Pereira, master dari Harvard ini, adalah juga anggota dewan
internasional pada Kennedy School's Belfer Center for Science and
International Affairs. Pereira juga membiayai Derwin Pereira Graduate
Fellowship untuk mendukung program bea siswa Edward S. Mason bagi
pelajar dan mahasiswa dari Indonesia.
Dia juga pernah bekerja sama dengan Yayasan Anchora yang didirikan
mantan Menteri Perdagangan era Presiden Yudhoyono yaitu Gita Wirjawan,
guna menyeleksi warga negara RI yang layak mendapat bea siswa. Salah
satu yang lolos dari ‘seleksi’ itu adalah Agus Yudhoyono, anak sulung
Presiden Yudhoyono.
Selain itu, sejak 2012, Pereira juga mensponsori Derwin Pereira
Indonesia Initiative (DPII), sebuah seri dialog yang digelar di
Washington-AS, yang menampilkan para politisi Indonesia yang
diperhitungkan bersama Center for Strategic and International Studies
(CSIS), salah satu lembaga think tank di Indonesia yang dikenal memiliki
jaringan luas.
|
Skandal ini jadi sorotan dunia |
Meski Pereira memiliki track record yang panjang dalam urusan lobi
dengan elit-elit di pemerintahan Indonesia, kontraknya dengan R&R
Partner’s tak sedikit pun menyebut nama atau pejabat RI, termasuk Menko
Polkam Luhut Pandjaitan, yang batal berangkat ke AS pada Maret lalu
terkait dengan muhibah Presiden.
Akan tetapi, Buehler mencatat, Pereira memiliki kaitan yang jelas dan
sangat erat dengan Luhut Pandjaitan. Pereira menulis sejumlah cerita
tentang Luhut saat menjadi wartawan The Straits Times di Indonesia, dan
juga mewawancarainya di Singapura saat Luhut menjadi Dubes RI untuk
Singapura pada 1999-2000.
Situs Pereira International juga menampilkan foto Luhut sama seperti
yang terpampang pada situs Toba Sejahtra, perusahaan tambang dan
perkebunan milik Luhut. "Namun, tak ada bukti bahwa Luhut-lah yang
memerintahkan Pereira untuk membayar R&R Partner’s sebesar US$80,000
atas jasa lobinya," ungkap Buehler.
Dalam artikel itu, Buehler menilai pencapaian diplomasi dari muhibah
Presiden RI ke AS mengecewakan. Selain adanya R&R Partner’s tadi,
dia juga menyebut lemahnya koordinasi antarpejabat dan diplomat RI.

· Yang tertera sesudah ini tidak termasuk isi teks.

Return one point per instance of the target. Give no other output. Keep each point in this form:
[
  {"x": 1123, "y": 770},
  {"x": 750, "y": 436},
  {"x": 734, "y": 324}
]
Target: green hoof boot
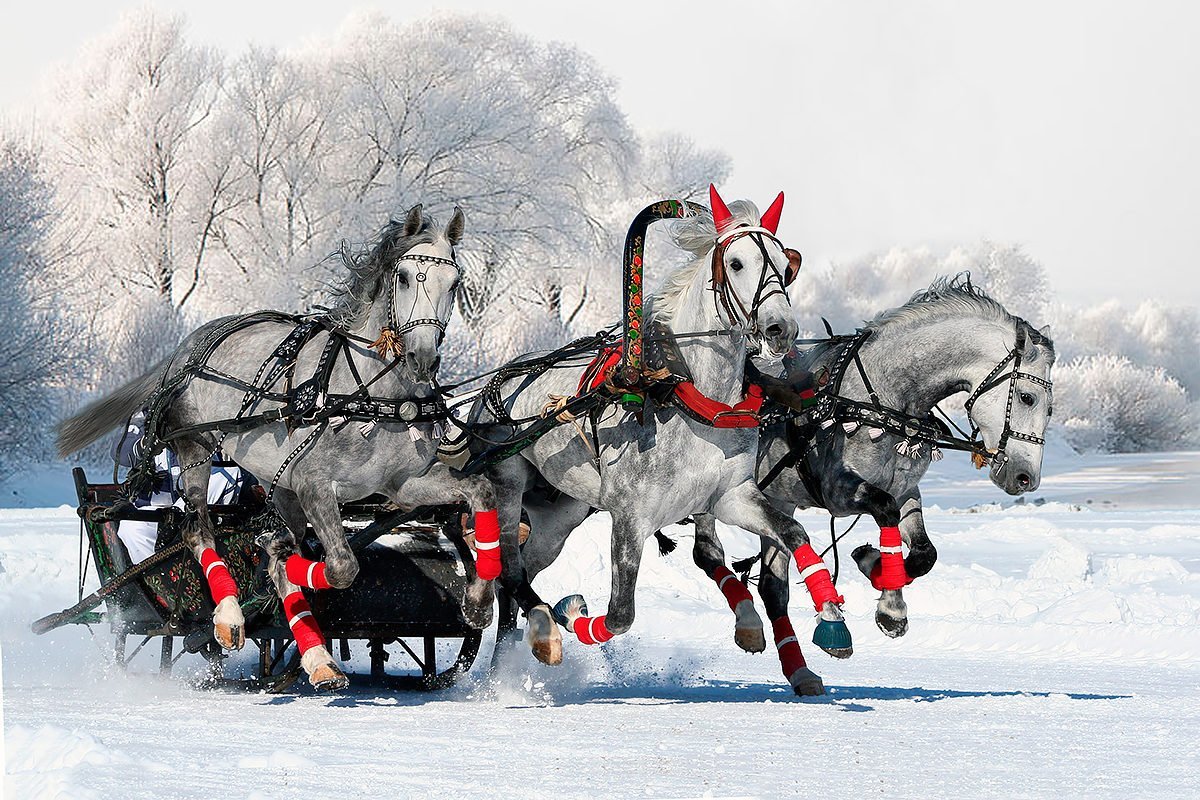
[{"x": 833, "y": 637}]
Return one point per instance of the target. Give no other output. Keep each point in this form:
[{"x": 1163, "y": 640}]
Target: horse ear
[
  {"x": 793, "y": 264},
  {"x": 721, "y": 216},
  {"x": 771, "y": 220},
  {"x": 414, "y": 221},
  {"x": 454, "y": 230}
]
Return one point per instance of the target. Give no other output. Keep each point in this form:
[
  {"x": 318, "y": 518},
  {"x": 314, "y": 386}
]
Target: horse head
[
  {"x": 750, "y": 272},
  {"x": 414, "y": 288},
  {"x": 1012, "y": 408}
]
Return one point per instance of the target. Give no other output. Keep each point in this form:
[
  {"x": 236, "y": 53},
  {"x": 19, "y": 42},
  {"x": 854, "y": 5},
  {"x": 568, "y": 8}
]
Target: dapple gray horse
[
  {"x": 397, "y": 300},
  {"x": 946, "y": 340},
  {"x": 655, "y": 471}
]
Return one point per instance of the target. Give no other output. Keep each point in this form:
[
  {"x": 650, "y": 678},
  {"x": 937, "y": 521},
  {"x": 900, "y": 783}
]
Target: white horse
[{"x": 693, "y": 453}]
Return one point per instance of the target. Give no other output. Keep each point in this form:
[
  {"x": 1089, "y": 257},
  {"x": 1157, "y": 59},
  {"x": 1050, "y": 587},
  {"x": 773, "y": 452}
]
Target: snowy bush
[
  {"x": 30, "y": 360},
  {"x": 1107, "y": 403}
]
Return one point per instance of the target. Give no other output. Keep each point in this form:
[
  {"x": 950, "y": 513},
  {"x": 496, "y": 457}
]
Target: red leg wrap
[
  {"x": 301, "y": 621},
  {"x": 216, "y": 573},
  {"x": 789, "y": 647},
  {"x": 306, "y": 573},
  {"x": 889, "y": 571},
  {"x": 816, "y": 577},
  {"x": 735, "y": 590},
  {"x": 487, "y": 545},
  {"x": 592, "y": 630}
]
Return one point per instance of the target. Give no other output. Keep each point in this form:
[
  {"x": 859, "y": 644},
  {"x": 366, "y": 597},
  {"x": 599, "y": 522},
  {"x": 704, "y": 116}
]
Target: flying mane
[
  {"x": 370, "y": 266},
  {"x": 957, "y": 294},
  {"x": 696, "y": 235}
]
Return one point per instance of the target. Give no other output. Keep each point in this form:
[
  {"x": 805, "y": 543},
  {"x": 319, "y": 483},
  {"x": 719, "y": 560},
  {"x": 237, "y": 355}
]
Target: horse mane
[
  {"x": 955, "y": 292},
  {"x": 369, "y": 266},
  {"x": 695, "y": 234}
]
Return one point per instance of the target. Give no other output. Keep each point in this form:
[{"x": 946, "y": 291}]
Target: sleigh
[{"x": 414, "y": 566}]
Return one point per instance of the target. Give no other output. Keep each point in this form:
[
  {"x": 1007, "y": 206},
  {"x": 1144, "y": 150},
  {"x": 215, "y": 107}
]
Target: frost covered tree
[
  {"x": 1110, "y": 404},
  {"x": 30, "y": 361}
]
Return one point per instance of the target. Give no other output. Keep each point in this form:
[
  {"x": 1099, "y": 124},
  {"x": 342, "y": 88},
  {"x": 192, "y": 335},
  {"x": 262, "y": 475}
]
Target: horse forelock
[
  {"x": 695, "y": 234},
  {"x": 370, "y": 266},
  {"x": 957, "y": 294}
]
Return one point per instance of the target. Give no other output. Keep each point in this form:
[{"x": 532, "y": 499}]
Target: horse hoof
[
  {"x": 892, "y": 626},
  {"x": 568, "y": 608},
  {"x": 833, "y": 637},
  {"x": 478, "y": 611},
  {"x": 329, "y": 678},
  {"x": 545, "y": 641},
  {"x": 807, "y": 683},
  {"x": 750, "y": 639},
  {"x": 228, "y": 625}
]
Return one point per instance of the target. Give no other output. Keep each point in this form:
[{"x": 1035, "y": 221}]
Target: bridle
[
  {"x": 771, "y": 280},
  {"x": 420, "y": 276},
  {"x": 996, "y": 378}
]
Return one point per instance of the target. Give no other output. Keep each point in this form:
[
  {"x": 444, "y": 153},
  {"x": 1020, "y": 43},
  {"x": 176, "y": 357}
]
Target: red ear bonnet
[
  {"x": 721, "y": 216},
  {"x": 771, "y": 218}
]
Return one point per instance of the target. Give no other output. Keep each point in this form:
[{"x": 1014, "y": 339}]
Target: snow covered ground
[{"x": 1053, "y": 651}]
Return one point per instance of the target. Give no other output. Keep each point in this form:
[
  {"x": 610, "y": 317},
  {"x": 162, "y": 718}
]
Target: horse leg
[
  {"x": 550, "y": 527},
  {"x": 775, "y": 594},
  {"x": 444, "y": 486},
  {"x": 228, "y": 624},
  {"x": 709, "y": 557},
  {"x": 747, "y": 507},
  {"x": 886, "y": 566},
  {"x": 315, "y": 657},
  {"x": 629, "y": 537}
]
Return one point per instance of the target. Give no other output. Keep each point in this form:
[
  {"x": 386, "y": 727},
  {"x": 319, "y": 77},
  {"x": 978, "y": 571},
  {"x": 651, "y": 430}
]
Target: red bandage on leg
[
  {"x": 735, "y": 590},
  {"x": 487, "y": 545},
  {"x": 789, "y": 647},
  {"x": 216, "y": 573},
  {"x": 889, "y": 571},
  {"x": 301, "y": 621},
  {"x": 592, "y": 630},
  {"x": 816, "y": 577},
  {"x": 306, "y": 573}
]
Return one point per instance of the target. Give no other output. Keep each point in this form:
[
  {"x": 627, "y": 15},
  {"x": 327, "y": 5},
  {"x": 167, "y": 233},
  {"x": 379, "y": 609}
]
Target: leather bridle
[
  {"x": 771, "y": 280},
  {"x": 997, "y": 378}
]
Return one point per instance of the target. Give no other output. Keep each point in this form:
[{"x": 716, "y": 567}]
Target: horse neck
[
  {"x": 915, "y": 366},
  {"x": 717, "y": 362}
]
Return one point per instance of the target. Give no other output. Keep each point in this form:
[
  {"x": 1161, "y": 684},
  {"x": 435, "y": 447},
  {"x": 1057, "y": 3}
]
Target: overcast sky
[{"x": 1072, "y": 128}]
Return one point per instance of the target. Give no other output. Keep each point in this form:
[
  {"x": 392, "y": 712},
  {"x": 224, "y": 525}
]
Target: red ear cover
[{"x": 771, "y": 218}]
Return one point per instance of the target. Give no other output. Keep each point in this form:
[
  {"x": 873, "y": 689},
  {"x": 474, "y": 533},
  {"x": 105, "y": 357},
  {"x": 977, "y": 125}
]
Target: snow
[{"x": 1053, "y": 651}]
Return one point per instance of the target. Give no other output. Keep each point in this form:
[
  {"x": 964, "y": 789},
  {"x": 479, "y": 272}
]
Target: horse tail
[{"x": 102, "y": 415}]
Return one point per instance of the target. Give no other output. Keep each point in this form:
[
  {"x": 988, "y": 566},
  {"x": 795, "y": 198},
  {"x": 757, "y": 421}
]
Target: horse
[
  {"x": 948, "y": 338},
  {"x": 736, "y": 286},
  {"x": 361, "y": 425}
]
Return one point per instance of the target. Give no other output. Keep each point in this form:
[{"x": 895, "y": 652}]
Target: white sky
[{"x": 1069, "y": 127}]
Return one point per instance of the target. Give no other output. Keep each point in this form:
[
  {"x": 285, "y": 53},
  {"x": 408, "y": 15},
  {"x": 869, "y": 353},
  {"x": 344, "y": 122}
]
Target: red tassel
[
  {"x": 216, "y": 573},
  {"x": 789, "y": 647},
  {"x": 592, "y": 630},
  {"x": 735, "y": 590},
  {"x": 301, "y": 621},
  {"x": 889, "y": 571},
  {"x": 816, "y": 577},
  {"x": 487, "y": 545},
  {"x": 303, "y": 572}
]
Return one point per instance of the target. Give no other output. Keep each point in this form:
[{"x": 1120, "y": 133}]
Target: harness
[
  {"x": 916, "y": 432},
  {"x": 305, "y": 404}
]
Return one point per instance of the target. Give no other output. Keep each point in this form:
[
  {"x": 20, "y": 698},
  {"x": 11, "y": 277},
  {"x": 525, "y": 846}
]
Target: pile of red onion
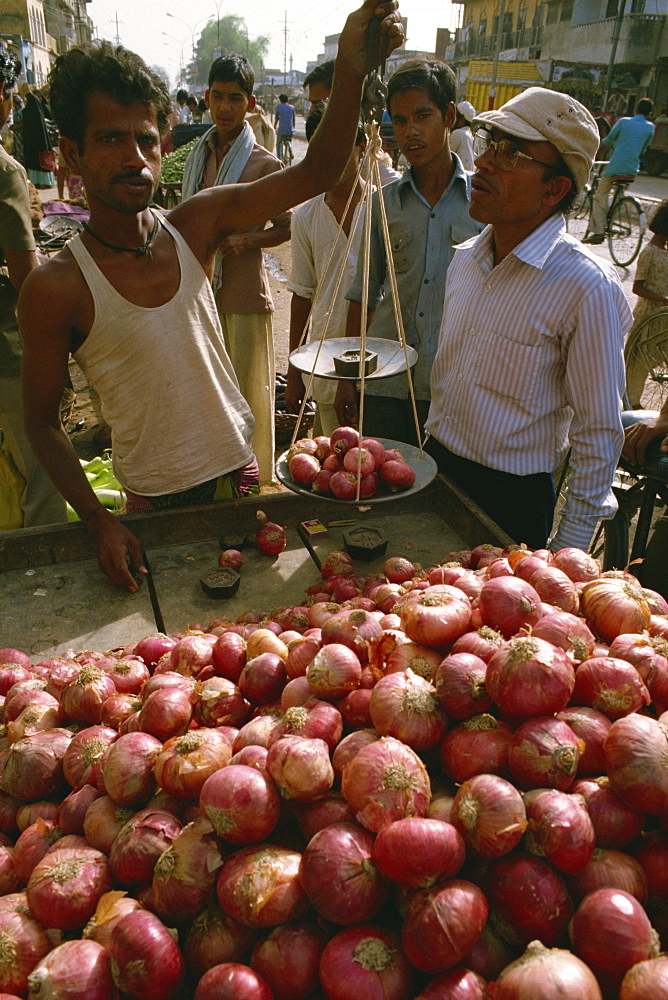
[{"x": 440, "y": 784}]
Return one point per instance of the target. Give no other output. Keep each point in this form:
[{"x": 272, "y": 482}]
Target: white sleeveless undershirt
[{"x": 167, "y": 387}]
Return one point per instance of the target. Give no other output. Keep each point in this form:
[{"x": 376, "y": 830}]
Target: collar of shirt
[
  {"x": 459, "y": 175},
  {"x": 533, "y": 250}
]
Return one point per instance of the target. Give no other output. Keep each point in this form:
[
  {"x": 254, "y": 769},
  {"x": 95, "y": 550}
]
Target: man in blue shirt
[
  {"x": 629, "y": 138},
  {"x": 428, "y": 214}
]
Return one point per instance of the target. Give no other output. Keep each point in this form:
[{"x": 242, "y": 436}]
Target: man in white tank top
[{"x": 132, "y": 299}]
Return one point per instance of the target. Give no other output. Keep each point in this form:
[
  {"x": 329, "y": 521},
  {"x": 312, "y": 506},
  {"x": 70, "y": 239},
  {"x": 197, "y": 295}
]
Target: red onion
[
  {"x": 288, "y": 959},
  {"x": 612, "y": 607},
  {"x": 544, "y": 753},
  {"x": 183, "y": 876},
  {"x": 652, "y": 853},
  {"x": 339, "y": 877},
  {"x": 140, "y": 843},
  {"x": 636, "y": 751},
  {"x": 75, "y": 970},
  {"x": 334, "y": 671},
  {"x": 437, "y": 619},
  {"x": 615, "y": 823},
  {"x": 84, "y": 754},
  {"x": 528, "y": 899},
  {"x": 560, "y": 828},
  {"x": 478, "y": 746},
  {"x": 442, "y": 924},
  {"x": 24, "y": 944},
  {"x": 33, "y": 769},
  {"x": 547, "y": 974},
  {"x": 592, "y": 728},
  {"x": 185, "y": 762},
  {"x": 145, "y": 960},
  {"x": 300, "y": 768},
  {"x": 609, "y": 870},
  {"x": 490, "y": 814},
  {"x": 646, "y": 979},
  {"x": 385, "y": 781},
  {"x": 509, "y": 604},
  {"x": 577, "y": 565},
  {"x": 314, "y": 720},
  {"x": 66, "y": 885},
  {"x": 610, "y": 931},
  {"x": 213, "y": 938},
  {"x": 231, "y": 981},
  {"x": 404, "y": 705},
  {"x": 365, "y": 961},
  {"x": 259, "y": 886},
  {"x": 102, "y": 822},
  {"x": 529, "y": 677},
  {"x": 128, "y": 769},
  {"x": 418, "y": 851},
  {"x": 241, "y": 803}
]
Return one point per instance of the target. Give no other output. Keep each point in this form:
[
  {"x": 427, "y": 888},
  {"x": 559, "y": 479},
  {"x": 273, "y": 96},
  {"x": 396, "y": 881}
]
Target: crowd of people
[{"x": 519, "y": 328}]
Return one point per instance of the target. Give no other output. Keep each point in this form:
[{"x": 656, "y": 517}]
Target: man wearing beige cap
[
  {"x": 461, "y": 137},
  {"x": 529, "y": 361}
]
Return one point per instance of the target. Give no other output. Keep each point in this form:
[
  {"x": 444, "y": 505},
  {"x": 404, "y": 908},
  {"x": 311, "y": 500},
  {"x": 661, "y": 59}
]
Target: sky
[{"x": 143, "y": 25}]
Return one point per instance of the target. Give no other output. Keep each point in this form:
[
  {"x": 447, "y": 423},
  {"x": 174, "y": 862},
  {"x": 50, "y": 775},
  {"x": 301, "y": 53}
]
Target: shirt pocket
[
  {"x": 403, "y": 251},
  {"x": 507, "y": 368}
]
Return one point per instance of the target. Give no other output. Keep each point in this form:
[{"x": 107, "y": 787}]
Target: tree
[{"x": 225, "y": 36}]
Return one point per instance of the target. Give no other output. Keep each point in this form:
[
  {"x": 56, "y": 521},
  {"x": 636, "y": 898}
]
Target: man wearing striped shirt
[{"x": 530, "y": 360}]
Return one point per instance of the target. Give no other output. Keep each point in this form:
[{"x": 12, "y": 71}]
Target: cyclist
[
  {"x": 629, "y": 138},
  {"x": 284, "y": 123}
]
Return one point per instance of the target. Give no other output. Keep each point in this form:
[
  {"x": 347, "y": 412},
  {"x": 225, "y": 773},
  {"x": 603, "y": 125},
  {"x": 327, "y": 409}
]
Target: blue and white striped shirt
[{"x": 530, "y": 362}]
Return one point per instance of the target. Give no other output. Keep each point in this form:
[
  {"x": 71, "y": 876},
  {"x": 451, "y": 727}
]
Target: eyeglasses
[{"x": 506, "y": 152}]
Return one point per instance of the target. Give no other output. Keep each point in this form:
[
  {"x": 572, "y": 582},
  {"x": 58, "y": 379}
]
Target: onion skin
[
  {"x": 610, "y": 931},
  {"x": 339, "y": 876},
  {"x": 75, "y": 970},
  {"x": 385, "y": 781},
  {"x": 546, "y": 974},
  {"x": 145, "y": 960},
  {"x": 529, "y": 677},
  {"x": 442, "y": 924},
  {"x": 636, "y": 751},
  {"x": 259, "y": 886},
  {"x": 418, "y": 851},
  {"x": 646, "y": 979},
  {"x": 560, "y": 829},
  {"x": 288, "y": 959},
  {"x": 489, "y": 813},
  {"x": 365, "y": 961}
]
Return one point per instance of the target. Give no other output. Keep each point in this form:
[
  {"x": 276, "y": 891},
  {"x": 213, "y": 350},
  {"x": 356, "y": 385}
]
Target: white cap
[
  {"x": 543, "y": 115},
  {"x": 467, "y": 110}
]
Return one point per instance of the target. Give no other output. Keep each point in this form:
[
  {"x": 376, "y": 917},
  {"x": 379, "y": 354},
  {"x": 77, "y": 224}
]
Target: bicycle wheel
[
  {"x": 625, "y": 231},
  {"x": 646, "y": 362},
  {"x": 577, "y": 220}
]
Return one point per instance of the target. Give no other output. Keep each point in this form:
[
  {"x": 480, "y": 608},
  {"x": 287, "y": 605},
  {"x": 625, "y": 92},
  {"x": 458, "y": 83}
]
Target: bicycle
[
  {"x": 625, "y": 221},
  {"x": 284, "y": 149}
]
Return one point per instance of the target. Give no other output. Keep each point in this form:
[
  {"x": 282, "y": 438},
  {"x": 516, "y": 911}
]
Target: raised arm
[
  {"x": 46, "y": 337},
  {"x": 208, "y": 217}
]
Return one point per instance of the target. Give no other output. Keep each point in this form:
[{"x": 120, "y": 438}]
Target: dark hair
[
  {"x": 659, "y": 223},
  {"x": 322, "y": 73},
  {"x": 10, "y": 68},
  {"x": 233, "y": 69},
  {"x": 433, "y": 76},
  {"x": 315, "y": 116},
  {"x": 110, "y": 69}
]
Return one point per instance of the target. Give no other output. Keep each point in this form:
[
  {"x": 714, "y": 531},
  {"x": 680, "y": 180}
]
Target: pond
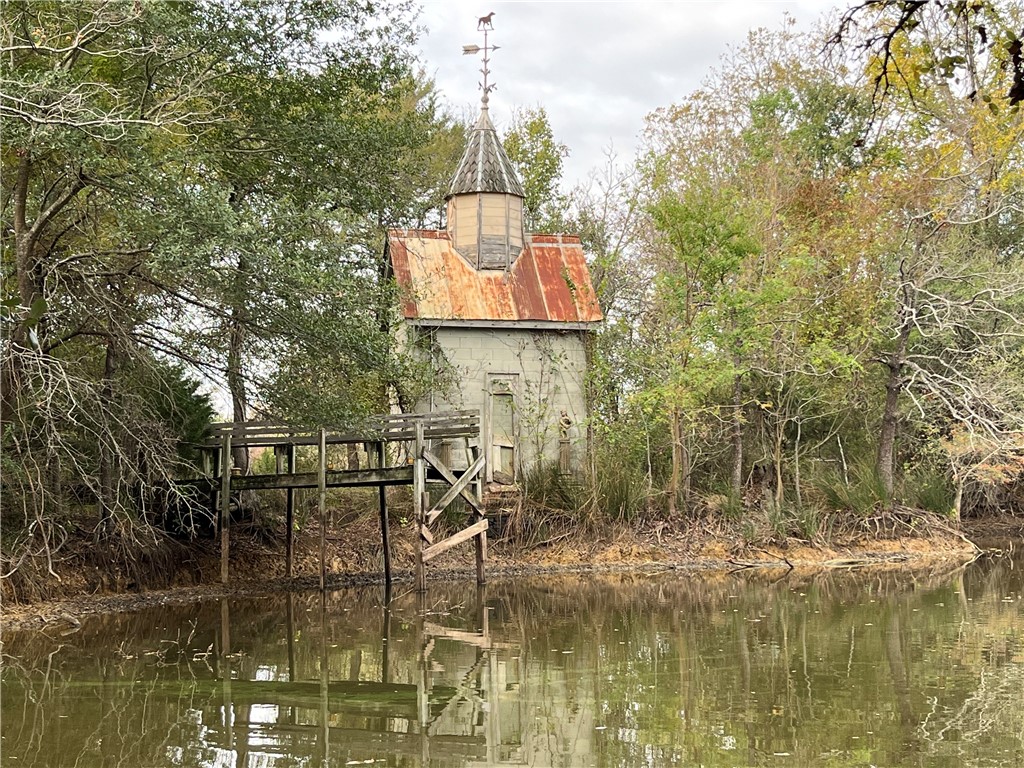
[{"x": 889, "y": 668}]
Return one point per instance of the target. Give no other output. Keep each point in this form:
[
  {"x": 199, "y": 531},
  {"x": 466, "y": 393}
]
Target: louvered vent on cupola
[{"x": 484, "y": 202}]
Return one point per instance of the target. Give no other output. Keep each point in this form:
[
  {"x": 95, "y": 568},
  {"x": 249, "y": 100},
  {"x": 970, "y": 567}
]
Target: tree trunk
[
  {"x": 108, "y": 462},
  {"x": 237, "y": 384},
  {"x": 677, "y": 461},
  {"x": 737, "y": 437},
  {"x": 887, "y": 438}
]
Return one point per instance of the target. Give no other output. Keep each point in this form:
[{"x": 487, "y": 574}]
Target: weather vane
[{"x": 485, "y": 25}]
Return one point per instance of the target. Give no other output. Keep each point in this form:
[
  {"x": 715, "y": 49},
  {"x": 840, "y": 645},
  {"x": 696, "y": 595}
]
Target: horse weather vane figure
[{"x": 484, "y": 25}]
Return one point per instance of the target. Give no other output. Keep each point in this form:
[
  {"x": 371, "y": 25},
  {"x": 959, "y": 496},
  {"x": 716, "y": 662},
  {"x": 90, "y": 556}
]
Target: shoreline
[{"x": 627, "y": 553}]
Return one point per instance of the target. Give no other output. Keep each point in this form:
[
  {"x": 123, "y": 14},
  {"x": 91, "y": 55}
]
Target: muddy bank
[{"x": 354, "y": 559}]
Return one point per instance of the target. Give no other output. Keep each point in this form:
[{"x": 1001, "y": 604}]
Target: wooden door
[{"x": 503, "y": 445}]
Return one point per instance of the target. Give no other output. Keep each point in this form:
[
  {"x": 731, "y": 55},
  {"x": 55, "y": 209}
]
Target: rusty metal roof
[
  {"x": 484, "y": 166},
  {"x": 549, "y": 283}
]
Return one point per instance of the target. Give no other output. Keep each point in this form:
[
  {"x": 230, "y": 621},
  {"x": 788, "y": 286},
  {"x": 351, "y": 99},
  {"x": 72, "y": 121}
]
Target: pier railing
[{"x": 386, "y": 450}]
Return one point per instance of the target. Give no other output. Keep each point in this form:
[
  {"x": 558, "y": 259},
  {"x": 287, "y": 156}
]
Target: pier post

Belum ada respons dari Kantor Presiden, Kemenlu RI, maupun Pereira atas
artikel Buehler ini.
Sumber:
http://kabar24.bisnis.com/read/20151106/19/489818/skandal-diplomasi-orang-singapura-ini-membayar-us80.000-agar-presiden-jokowi-mendapatkan-akses-ke-gedung-putih
***
Di akhir artikelnya, Dr. Michael Buehler menulis:
Who within Widodo’s government ordered Pereira to make the payment?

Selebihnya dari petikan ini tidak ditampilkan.